C BNF grammar

來源:互聯網
上載者:User
轉載地址:http://lists.canonical.org/pipermail/kragen-hacks/1999-October/000201.html

The C grammar in K&R 2nd Ed is fairly simple, only about 5 pages.
Here it is, translated to BNF. Here ( ) groups, ? means optional, |
is alternation, + means one or more, * means zero or more, space means
sequence, and "x" means literal x. As a special abbreviation, x% means
x ("," x)* -- that is, a non-null comma-separated list of x's.
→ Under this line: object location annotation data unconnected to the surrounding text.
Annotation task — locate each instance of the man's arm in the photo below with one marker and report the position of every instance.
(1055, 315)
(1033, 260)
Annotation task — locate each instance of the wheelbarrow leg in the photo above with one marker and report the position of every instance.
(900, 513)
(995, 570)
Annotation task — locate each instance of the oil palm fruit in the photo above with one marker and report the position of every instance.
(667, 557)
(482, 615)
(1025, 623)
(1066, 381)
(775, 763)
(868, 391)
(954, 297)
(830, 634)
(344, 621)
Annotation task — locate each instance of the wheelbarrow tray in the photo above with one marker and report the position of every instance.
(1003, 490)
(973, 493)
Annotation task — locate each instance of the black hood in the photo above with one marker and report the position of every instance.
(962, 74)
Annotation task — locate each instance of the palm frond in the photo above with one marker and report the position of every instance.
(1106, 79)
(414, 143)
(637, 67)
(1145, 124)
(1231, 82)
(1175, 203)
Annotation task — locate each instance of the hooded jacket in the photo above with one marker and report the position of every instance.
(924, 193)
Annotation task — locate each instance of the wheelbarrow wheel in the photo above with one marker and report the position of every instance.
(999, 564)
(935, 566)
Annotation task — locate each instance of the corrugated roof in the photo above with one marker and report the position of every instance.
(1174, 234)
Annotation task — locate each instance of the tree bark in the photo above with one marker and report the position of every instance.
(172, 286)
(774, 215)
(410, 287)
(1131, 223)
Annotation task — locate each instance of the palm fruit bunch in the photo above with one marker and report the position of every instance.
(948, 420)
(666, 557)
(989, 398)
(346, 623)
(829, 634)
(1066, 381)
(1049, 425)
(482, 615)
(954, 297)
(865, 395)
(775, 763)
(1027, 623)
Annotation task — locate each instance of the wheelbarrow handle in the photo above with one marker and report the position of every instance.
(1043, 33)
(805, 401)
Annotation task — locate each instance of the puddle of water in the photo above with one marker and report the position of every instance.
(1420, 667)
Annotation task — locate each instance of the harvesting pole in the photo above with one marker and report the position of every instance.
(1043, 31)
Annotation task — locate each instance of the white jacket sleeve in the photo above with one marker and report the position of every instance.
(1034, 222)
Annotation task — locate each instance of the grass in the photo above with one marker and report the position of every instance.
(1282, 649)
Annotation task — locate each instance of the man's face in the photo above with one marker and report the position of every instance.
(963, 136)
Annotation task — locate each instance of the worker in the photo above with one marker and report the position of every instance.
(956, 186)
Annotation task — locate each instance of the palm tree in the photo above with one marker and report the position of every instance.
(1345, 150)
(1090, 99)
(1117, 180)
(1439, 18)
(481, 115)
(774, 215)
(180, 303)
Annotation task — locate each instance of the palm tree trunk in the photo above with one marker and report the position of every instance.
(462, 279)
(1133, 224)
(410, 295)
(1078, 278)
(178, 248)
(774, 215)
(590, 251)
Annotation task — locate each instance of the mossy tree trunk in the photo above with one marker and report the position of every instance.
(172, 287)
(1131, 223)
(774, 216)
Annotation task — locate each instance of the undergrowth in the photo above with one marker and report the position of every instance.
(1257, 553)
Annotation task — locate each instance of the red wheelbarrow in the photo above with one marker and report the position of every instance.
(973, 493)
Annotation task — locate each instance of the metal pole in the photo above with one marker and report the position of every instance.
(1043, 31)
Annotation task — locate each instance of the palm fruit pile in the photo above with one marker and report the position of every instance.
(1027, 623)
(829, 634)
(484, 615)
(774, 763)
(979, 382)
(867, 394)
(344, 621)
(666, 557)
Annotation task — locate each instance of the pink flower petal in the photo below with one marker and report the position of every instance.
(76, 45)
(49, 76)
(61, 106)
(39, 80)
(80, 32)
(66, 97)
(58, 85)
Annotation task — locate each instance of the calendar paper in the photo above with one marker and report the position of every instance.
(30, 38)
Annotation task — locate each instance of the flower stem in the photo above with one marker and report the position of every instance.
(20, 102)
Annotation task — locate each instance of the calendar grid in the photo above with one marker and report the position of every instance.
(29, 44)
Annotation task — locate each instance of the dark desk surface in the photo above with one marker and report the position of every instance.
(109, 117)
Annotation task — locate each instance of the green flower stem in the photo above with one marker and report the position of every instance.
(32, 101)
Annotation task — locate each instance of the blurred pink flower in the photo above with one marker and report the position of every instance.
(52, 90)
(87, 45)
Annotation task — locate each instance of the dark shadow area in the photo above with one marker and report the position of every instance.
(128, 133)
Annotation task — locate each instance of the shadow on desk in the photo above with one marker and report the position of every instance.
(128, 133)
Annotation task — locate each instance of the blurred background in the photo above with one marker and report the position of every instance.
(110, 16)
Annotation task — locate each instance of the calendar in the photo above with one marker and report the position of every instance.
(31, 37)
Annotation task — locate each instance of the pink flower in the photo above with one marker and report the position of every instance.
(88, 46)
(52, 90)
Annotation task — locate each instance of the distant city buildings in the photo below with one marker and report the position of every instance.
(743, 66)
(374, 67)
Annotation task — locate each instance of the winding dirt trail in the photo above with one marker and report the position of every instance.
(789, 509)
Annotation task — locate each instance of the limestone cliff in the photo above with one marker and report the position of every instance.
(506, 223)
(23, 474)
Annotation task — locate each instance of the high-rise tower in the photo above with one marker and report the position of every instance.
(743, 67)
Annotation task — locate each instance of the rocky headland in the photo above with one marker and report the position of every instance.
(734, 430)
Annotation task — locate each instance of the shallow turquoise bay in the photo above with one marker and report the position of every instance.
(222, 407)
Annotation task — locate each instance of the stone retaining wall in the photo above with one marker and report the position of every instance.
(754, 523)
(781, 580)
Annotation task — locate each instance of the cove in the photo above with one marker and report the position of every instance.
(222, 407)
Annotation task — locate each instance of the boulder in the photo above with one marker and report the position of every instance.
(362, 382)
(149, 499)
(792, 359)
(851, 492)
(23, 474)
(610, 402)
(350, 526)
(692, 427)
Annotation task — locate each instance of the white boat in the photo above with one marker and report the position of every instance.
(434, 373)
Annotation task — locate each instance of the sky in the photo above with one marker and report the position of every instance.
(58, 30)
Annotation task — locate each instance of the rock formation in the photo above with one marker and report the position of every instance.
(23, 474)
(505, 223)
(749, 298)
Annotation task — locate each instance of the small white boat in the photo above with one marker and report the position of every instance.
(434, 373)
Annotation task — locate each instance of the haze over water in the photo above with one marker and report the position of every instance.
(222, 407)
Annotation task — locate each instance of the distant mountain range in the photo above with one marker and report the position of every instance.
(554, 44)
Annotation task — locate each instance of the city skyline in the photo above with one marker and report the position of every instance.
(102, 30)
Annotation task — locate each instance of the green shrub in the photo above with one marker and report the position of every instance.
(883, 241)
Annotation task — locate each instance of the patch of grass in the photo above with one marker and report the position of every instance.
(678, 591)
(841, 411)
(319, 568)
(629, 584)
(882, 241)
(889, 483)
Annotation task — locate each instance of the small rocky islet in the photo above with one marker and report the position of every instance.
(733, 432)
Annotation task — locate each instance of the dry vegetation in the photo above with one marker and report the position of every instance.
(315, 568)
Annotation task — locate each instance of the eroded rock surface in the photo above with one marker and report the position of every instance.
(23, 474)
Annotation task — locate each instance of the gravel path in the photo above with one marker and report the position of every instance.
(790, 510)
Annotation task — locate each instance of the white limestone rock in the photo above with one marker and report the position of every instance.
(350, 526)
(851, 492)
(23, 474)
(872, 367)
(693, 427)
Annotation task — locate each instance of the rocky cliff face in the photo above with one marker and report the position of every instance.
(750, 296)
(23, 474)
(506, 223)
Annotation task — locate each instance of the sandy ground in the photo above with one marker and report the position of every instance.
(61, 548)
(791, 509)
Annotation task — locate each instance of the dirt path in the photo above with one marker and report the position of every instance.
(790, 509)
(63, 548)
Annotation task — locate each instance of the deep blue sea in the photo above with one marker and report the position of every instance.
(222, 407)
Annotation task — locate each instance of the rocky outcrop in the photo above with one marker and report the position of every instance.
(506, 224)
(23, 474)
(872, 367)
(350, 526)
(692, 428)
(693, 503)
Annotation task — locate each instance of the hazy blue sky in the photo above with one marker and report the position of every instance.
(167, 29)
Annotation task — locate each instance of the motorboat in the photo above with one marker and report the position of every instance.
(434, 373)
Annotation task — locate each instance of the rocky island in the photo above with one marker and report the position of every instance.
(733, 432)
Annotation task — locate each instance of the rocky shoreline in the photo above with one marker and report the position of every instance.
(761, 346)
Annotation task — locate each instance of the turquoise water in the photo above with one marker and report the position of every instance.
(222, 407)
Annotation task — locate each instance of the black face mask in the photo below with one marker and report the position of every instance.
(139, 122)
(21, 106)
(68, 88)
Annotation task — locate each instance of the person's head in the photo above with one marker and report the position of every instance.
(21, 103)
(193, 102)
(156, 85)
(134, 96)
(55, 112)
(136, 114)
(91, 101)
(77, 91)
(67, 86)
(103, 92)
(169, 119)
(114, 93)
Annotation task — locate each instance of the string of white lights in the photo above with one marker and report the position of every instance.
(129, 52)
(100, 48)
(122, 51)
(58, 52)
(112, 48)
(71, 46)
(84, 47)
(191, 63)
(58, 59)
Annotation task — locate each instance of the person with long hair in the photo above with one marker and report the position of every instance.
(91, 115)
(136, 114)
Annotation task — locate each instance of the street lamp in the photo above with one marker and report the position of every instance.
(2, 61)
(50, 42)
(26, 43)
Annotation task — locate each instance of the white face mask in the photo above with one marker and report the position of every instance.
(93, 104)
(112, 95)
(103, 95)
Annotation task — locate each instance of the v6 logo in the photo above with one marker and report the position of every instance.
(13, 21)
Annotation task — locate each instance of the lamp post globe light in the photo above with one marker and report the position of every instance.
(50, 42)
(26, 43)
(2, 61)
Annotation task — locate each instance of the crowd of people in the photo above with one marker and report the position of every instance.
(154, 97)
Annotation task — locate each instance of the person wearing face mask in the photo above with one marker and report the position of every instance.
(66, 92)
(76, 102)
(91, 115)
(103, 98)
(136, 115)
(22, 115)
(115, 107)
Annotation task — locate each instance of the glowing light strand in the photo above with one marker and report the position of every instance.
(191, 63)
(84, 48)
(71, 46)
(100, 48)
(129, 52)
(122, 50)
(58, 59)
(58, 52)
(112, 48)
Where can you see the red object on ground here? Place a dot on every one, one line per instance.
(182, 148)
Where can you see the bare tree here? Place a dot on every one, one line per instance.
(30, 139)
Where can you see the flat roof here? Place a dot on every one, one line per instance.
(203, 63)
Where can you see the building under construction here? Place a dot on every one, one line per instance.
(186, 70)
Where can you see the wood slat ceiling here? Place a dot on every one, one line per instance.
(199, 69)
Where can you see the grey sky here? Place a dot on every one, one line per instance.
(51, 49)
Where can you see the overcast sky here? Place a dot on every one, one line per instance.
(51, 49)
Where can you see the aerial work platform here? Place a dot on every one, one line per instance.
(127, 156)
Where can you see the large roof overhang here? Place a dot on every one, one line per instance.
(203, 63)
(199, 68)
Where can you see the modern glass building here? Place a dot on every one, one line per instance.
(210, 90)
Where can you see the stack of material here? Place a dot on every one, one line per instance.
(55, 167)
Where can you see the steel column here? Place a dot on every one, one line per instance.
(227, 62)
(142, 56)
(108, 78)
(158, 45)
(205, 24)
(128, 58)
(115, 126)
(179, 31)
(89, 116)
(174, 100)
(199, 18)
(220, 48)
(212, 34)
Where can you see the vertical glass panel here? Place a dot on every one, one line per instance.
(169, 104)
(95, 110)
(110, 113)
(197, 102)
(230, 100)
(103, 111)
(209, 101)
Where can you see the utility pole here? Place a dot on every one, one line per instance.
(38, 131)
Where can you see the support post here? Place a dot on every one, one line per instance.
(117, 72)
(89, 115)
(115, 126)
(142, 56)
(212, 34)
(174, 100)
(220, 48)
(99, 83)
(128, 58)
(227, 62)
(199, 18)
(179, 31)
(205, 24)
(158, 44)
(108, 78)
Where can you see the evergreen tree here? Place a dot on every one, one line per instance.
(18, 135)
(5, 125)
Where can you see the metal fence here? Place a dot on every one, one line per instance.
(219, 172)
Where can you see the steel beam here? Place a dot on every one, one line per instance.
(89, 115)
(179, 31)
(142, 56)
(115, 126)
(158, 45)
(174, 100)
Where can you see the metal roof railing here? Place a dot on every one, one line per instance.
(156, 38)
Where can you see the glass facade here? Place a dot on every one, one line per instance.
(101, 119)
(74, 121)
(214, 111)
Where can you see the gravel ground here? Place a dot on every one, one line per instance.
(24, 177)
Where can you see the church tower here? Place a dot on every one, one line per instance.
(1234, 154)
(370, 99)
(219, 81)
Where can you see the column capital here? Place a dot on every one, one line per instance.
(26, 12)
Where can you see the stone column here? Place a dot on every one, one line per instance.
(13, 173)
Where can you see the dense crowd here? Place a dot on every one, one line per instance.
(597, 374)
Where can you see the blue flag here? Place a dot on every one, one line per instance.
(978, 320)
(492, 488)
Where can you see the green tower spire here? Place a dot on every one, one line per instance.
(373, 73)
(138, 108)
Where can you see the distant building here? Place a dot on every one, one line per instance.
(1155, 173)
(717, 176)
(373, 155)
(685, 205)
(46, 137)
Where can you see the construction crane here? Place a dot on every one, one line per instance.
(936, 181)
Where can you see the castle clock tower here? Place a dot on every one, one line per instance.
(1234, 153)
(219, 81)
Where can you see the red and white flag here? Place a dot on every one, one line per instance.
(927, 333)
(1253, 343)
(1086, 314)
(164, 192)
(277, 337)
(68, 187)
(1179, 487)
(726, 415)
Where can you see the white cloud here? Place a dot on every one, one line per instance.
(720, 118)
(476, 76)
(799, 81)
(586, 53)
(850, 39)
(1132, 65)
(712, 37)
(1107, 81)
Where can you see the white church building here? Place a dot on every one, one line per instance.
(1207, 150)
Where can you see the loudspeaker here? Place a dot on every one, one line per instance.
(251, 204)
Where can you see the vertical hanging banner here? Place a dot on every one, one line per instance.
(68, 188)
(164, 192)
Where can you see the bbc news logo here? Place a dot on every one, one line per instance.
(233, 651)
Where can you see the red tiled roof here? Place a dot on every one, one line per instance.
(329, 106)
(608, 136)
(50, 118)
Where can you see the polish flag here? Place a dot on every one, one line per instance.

I did this with the idea of writing a bare-bones recursive-descent parser
for the language. Accordingly, I have eschewed left recursion, and in
general have eschewed recursion as a method of iteration, preferring
explicit iteration. I think the only recursion remaining is where
recursion is really necessary. This resulted in the elimination of
many nonterminals.

I don't know if I will actually carry the implementation as code through,
though.

Discarded nonterminals: external-declaration struct-or-union
struct-declaration-list specifier-qualifier-list struct-declarator-list
enumerator-list init-declarator-list direct-declarator type-qualifier-list
parameter-list identifier-list initializer-list direct-abstract-declarator
labeled-statement expression-statement declaration-list statement-list
primary-expression typedef-name selection-statement
iteration-statement jump-statement argument-expression-list
unary-operator asssignment-operator
Renamed symbols: compound-statement -> block

40 nonterminals; I discarded 25. Also, I turned typedef-name into a terminal.

Original grammar has a total of 65 nonterminals.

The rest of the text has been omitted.